Wednesday, July 29, 2009

Wait... what?? Why wouldn't I want to eat this way?

Yesterday I spent the afternoon with my best friend Jen. We are so much a like it's a little eerie... in fact we not only think a lot alike, enjoy a lot of the same things... but we have struggled with weight for most of our lives as well. It has truly been awesome having her in my life, she's my WI sister seeing as my family is far far away on the East Coast!

We spoke of our failed attempts... and both come back to... JUST FRIGGIN DO IT ALREADY!
Jen is doing awesome!! She is doing a weight loss challenge with her husband and 40 or so other locals... and she is doing smashingly! We had an awesome lunch that she prepared! A spinach salad with chicken, peppers, cucumber, red onions, apples, garlic and herb laughing cow cheese, and a fabulous dressing made from EVOO, Balsamic Vinegar and honey. After eating nearly half the salad I thought man I am full... Jennifer said something that was like a light-bulb moment for me: "This is soo good, why wouldn't you want to eat this way all the time?"

I pondered that thought all day! It's just as easy to make healthy home made meals than it is to drive thru at McDonald's! All it takes is prep, planning, and motivation. Well planning I can handle that... prep... sure... motivation, I have been lacking otherwise this ship would have sailed long ago! But it dawned on me, the motivation is right here... staring me in the face... ME! I am totally worth every bit of time I put into eating healthy!! I am totally worth the extra effort and time it takes to exercise! I AM WORTH IT!

I can take time and volunteer to do nearly anything for anyone... but when it comes to do something for myself... I have a hard time. When in my life did I start to think that I wasn't worth it?? I can bring all that up... but it's old news. I have no reason to dwell on the past... I have been doing that for years and all it has gotten me is some extra weight around my middle.

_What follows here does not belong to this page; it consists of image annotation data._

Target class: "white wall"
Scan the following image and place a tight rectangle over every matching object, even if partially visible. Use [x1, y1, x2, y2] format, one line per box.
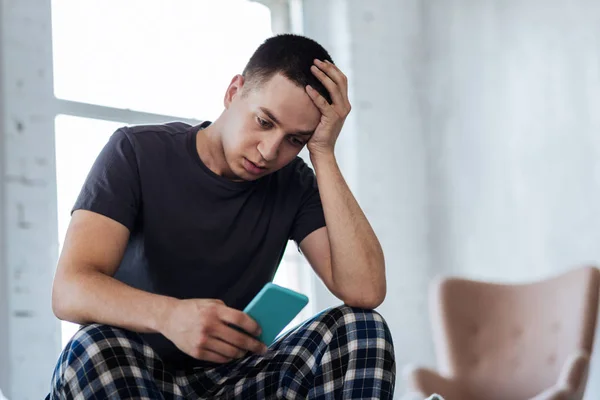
[0, 0, 60, 400]
[305, 0, 600, 399]
[423, 0, 600, 399]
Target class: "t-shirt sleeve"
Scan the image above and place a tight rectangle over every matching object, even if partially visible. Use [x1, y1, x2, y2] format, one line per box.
[72, 128, 141, 231]
[290, 162, 325, 245]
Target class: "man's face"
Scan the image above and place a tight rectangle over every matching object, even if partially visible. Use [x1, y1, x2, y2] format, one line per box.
[222, 74, 321, 181]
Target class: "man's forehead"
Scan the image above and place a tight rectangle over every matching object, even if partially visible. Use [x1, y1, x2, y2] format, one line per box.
[254, 76, 321, 130]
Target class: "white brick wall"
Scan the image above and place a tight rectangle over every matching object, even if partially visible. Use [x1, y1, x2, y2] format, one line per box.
[304, 0, 600, 399]
[0, 0, 60, 400]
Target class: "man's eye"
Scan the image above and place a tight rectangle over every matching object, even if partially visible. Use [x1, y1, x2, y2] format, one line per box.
[290, 136, 304, 147]
[256, 117, 271, 128]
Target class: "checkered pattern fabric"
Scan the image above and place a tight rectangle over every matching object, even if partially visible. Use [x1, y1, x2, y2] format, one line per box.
[47, 306, 396, 400]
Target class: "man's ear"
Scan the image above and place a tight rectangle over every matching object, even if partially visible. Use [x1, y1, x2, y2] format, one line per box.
[223, 74, 244, 108]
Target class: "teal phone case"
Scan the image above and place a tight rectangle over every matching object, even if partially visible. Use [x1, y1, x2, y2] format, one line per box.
[244, 283, 308, 346]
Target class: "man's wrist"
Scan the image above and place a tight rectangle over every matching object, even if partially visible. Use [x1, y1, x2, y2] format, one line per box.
[310, 150, 336, 168]
[151, 296, 179, 334]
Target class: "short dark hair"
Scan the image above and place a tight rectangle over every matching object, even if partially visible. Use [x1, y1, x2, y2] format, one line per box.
[242, 33, 333, 104]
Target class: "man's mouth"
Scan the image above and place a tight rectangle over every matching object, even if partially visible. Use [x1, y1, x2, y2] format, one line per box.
[243, 157, 267, 175]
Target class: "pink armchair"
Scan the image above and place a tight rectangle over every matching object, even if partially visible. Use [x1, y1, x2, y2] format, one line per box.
[404, 267, 600, 400]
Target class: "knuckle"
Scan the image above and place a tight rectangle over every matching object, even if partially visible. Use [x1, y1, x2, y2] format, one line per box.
[196, 335, 208, 349]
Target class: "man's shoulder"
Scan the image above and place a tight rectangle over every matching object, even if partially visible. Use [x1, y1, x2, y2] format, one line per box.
[278, 156, 316, 189]
[123, 121, 192, 137]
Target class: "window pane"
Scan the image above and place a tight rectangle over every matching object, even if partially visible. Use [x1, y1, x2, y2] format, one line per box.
[52, 0, 272, 119]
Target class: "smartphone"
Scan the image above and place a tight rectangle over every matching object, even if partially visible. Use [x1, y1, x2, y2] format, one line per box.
[244, 283, 308, 346]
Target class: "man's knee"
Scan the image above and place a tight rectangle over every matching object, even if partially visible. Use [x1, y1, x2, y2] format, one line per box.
[321, 305, 392, 345]
[60, 324, 143, 368]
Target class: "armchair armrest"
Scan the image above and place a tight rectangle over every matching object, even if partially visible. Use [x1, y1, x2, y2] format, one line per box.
[530, 351, 590, 400]
[402, 365, 467, 400]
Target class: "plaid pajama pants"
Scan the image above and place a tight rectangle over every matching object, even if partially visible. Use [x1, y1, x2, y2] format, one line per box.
[46, 306, 396, 400]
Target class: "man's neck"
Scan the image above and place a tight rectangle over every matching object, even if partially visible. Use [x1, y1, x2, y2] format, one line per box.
[196, 121, 236, 180]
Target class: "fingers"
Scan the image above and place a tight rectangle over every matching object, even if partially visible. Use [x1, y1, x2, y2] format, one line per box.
[220, 307, 261, 336]
[311, 60, 351, 111]
[306, 85, 337, 117]
[315, 60, 348, 93]
[310, 63, 346, 105]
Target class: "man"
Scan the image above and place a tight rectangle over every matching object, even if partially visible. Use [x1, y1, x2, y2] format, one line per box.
[49, 35, 395, 399]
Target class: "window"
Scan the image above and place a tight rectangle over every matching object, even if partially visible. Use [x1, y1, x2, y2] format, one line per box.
[52, 0, 313, 345]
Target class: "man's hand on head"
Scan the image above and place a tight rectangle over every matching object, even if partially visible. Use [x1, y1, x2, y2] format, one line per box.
[306, 60, 352, 157]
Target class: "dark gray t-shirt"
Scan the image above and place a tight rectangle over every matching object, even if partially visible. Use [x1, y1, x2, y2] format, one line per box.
[74, 122, 325, 366]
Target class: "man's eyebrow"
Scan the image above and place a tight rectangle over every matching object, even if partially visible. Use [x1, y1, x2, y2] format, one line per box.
[259, 107, 315, 136]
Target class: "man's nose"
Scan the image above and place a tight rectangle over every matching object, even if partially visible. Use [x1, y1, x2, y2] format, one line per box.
[258, 133, 281, 162]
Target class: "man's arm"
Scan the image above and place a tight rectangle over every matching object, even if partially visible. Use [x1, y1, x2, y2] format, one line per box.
[52, 210, 266, 363]
[52, 210, 174, 332]
[300, 61, 386, 308]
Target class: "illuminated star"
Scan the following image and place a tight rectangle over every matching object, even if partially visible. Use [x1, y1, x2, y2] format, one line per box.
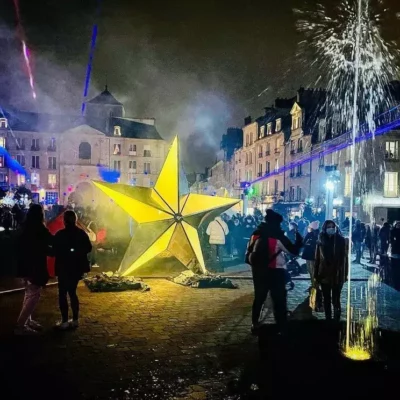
[94, 137, 239, 276]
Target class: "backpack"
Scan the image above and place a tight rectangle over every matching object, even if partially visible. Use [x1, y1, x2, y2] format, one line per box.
[245, 231, 282, 267]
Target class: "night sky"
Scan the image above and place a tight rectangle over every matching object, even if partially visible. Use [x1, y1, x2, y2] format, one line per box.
[0, 0, 400, 170]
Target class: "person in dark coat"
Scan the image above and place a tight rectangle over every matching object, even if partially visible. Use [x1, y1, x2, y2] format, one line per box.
[247, 209, 303, 334]
[379, 222, 390, 256]
[302, 221, 319, 286]
[54, 210, 92, 329]
[352, 219, 364, 264]
[314, 220, 349, 320]
[14, 204, 53, 335]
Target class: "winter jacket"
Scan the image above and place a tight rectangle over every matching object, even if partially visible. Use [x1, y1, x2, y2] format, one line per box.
[206, 217, 229, 244]
[16, 225, 53, 286]
[302, 229, 319, 261]
[390, 228, 400, 255]
[54, 226, 92, 279]
[250, 222, 303, 269]
[314, 234, 349, 285]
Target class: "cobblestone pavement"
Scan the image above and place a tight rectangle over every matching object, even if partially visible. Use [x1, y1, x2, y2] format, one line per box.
[0, 260, 400, 399]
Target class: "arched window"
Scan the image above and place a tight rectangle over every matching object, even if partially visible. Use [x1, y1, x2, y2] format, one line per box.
[79, 142, 92, 160]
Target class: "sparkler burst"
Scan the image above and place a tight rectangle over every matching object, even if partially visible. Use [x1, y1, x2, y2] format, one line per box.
[296, 0, 399, 133]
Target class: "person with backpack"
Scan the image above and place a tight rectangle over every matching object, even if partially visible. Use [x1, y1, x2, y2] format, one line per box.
[246, 209, 303, 334]
[54, 210, 92, 330]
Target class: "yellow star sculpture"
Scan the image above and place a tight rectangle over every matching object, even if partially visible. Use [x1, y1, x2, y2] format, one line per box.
[93, 137, 239, 276]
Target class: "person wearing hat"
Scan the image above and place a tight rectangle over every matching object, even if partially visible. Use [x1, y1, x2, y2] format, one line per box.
[246, 209, 303, 334]
[302, 221, 319, 287]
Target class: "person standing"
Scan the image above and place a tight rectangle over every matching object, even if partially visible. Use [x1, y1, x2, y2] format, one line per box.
[302, 221, 319, 287]
[352, 219, 364, 264]
[54, 210, 92, 330]
[314, 220, 349, 320]
[246, 209, 303, 334]
[206, 216, 229, 262]
[14, 204, 53, 335]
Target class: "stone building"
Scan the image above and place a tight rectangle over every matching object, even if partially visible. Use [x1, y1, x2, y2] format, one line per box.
[0, 87, 169, 203]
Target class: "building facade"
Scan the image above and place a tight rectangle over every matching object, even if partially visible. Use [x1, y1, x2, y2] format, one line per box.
[0, 88, 169, 204]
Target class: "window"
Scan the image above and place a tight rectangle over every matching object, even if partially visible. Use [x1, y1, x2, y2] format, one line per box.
[113, 143, 121, 156]
[47, 138, 57, 151]
[17, 154, 25, 167]
[129, 143, 136, 152]
[79, 142, 92, 160]
[17, 138, 25, 150]
[47, 174, 57, 187]
[48, 157, 57, 169]
[318, 119, 326, 142]
[292, 113, 301, 131]
[31, 172, 40, 186]
[17, 174, 26, 186]
[384, 142, 399, 160]
[344, 172, 351, 197]
[319, 153, 325, 168]
[31, 139, 40, 151]
[384, 172, 399, 197]
[114, 125, 121, 136]
[297, 164, 302, 176]
[297, 186, 301, 201]
[290, 140, 296, 154]
[114, 160, 121, 171]
[0, 118, 8, 129]
[275, 118, 282, 132]
[289, 186, 294, 201]
[297, 139, 303, 153]
[31, 156, 40, 168]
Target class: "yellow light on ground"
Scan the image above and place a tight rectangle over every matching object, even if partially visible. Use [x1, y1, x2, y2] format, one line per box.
[94, 137, 239, 276]
[343, 346, 372, 361]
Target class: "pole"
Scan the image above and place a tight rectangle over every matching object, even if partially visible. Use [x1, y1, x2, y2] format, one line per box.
[346, 0, 362, 351]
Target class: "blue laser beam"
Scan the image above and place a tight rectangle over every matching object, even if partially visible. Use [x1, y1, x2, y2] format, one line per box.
[250, 105, 400, 185]
[81, 0, 101, 115]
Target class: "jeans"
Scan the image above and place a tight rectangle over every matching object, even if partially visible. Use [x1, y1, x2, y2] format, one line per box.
[321, 283, 343, 319]
[17, 281, 42, 327]
[252, 267, 287, 330]
[58, 277, 79, 322]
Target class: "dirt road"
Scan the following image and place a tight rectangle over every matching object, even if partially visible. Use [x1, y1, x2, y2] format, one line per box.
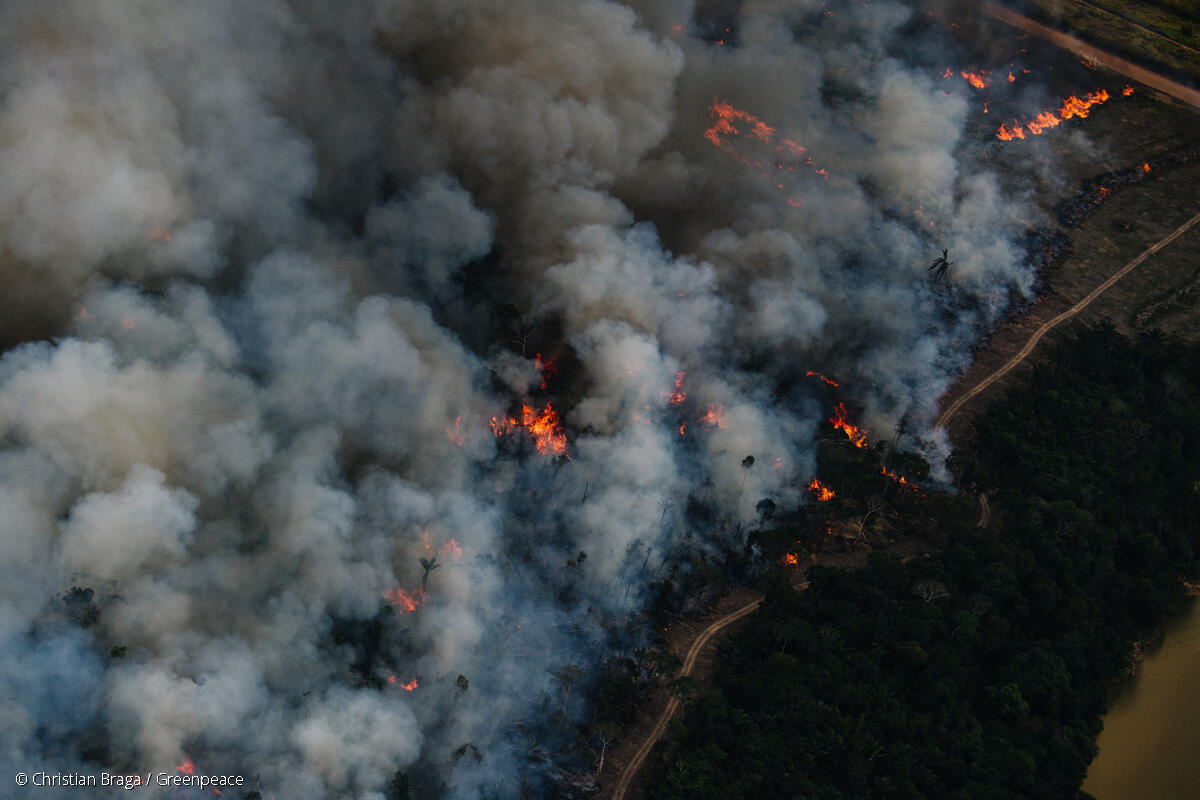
[611, 597, 762, 800]
[934, 208, 1200, 428]
[979, 0, 1200, 108]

Today is a new day. I matter, I am worth it! I can't go back and change the past, my ups and downs... my failed attempts... The only thing I have control over right now is myself... and how I tackle this mission, this journey, this season of my life. Onward and upward...

2 comments:

Michelle said...

YES!!!!!!!!!!!!!!! You are worth it!!!!!!!!! Go Tracy go!

Jennifer said...

You are so worth it! And you are the best friend a girl could ask for. You can stop by for salad any day of the week!!!